Registered Nurse – Home Health $5K Sign-on Bonus (Program runs through 1/31/2021)

Anew Home Health Care
January 14, 2021
Indianapolis, IN
Job Type


Registered Nurse opportunity with Anew Home Health

$5K Sign-on Bonus (Program runs through 1/31/2021)

Anew Home Health is Indiana-owned and operated with Hoosier hospitality ingrained in everything we do. We’re committed to providing compassionate care, clinical excellence and outstanding customer service to our patients and their families at the end of life. Creating a positive experience through comfort and support is our number one priority.

At Anew Home Health we proudly serve over 12 counties in the greater Indianapolis area.

Our team is growing! Do you want to make a difference in the lives of others?

The Registered Nurse is responsible for the delivery of patient care through nursing process of assessment, planning, implementation, and evaluation. The registered nurse plans, organizes and directs home care services and is experienced in nursing, with emphasis on community health education/experience. The professional nurse builds from the resources of the community to plan and direct services to meet the needs of individuals and families within their homes and communities.


• Conducts client assessments, suggesting level of needed service packages to client and their family. Develops plans of care with the participation and consent of the client and/or caregiver/family member or legal representative.

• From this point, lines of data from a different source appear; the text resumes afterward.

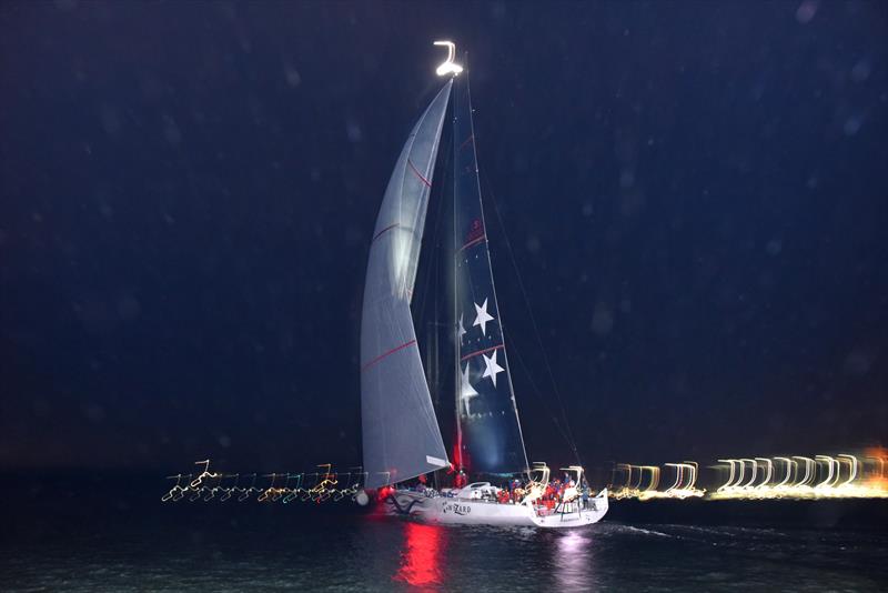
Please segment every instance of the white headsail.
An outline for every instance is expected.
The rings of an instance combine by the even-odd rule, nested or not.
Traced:
[[[385,190],[370,247],[361,319],[361,415],[367,488],[448,465],[410,302],[452,84],[451,80],[444,86],[407,138]]]

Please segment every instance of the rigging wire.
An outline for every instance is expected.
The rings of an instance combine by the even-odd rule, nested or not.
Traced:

• Sets up medications for clients and monitors side effects, drug interactions, dosages, and implements changes per physician instructions. Informs client and family of changes immediately. Orders medication for clients from pharmacy.

• Listens and documents significant changes in condition of clients, including incidents, unexplained injuries, medication errors, loss of client property, or evidence of client or family dissatisfaction and communicates with supervisor.

• Develops plans of care with measurable objectives and timetables and accommodates clients’ needs and preferences including choices about preferred intensity of medical treatment.

• Maintains ongoing communication with other disciplines/departments to evaluate client responses to interventions, suggest alternative approaches when indicated and to revise and update plans of care to reflect progress toward goals as directed by supervisor.

• Immediately informs the client, consults with the client’s physician and notifies the designated family member and/or the client’s legal representative when there is an accident involving an injury which as potential for requiring physician intervention, a significant change in the client’s physical, mental, or psychosocial status, a need to alter treatment significantly, or a recommendation to transfer or discharge the client from the community or agency’s services. Reports changes to Clinical Director and community management.

• Interacts with clients, caregivers/family members, legal representatives, and resolve concerns.

• Educates and develops staff members, including monitoring department staff for correct, consistent application of infection control procedures and universal precautions for bloodborne pathogens, use of protective equipment, handling of hazardous materials, and any other OSHA mandate on workplace safety.

• Completes required documentation of care and services delivered during shift including subjective findings, objective symptoms, interventions, and client responses to interventions per agency policies and procedures and federal and state regulations.

• Participates in on-call duties as defined by the on-call policy.

• Completes an initial assessment of patient and family to determine home care needs. Provides a complete physical assessment and history of current and previous illness(es).

• Develops a care plan, which establishes goals based on nursing diagnosis and incorporates therapeutic, preventive, and rehabilitative nursing actions. Includes the patient and the family in the planning process.

• Provides health care instructions to the patient as appropriate per assessment and plan of care.

• Identifies discharge planning needs as part of the care plan development and implements prior to discharge of the patient.

• Acts as Case Manager when assigned by Director of Home Care and assumes responsibility to coordinate patient care for assigned caseload.

• Communicates with the physician regarding the patient’s needs and reports any changes in the patient’s condition; obtains/receives physician’s orders as required.

• Communicates with community health related persons to coordinate the care plan.

• Complies with agency privacy practices/procedures and all state/federal privacy laws as outlined by HIPAA related to client and employee records, to include but not limited to information accessed through any company web-based system and/or electronic medical records.

• Demonstrates teamwork and prompt and regular attendance to work to ensure that quality care and services are provided to the clients we serve.

• Complies with and adheres to the appropriate use of Personal Protective Equipment (PPE) required by the Bloodborne Pathogens Standards. Protective Personal Equipment (PPE), including personal protective equipment for eyes, face, extremities, protective clothing, and protective shield and barriers, will be provided, used, and maintained.

Job Requirements:

Current Registered Nurse license in Indiana

Previous home health &/or long-term care experience preferred

We offer and attractive compensation and excellent benefits package including:

Group medical/dental/vision/life insurance

401(k) retirement plan

Paid time off and paid holidays

Disability insurance

Tuition assistance

Room for advancement

We are Equal Opportunity-Affirmative Action Employer – Minority / Female / Disability / Veteran and other protected categories.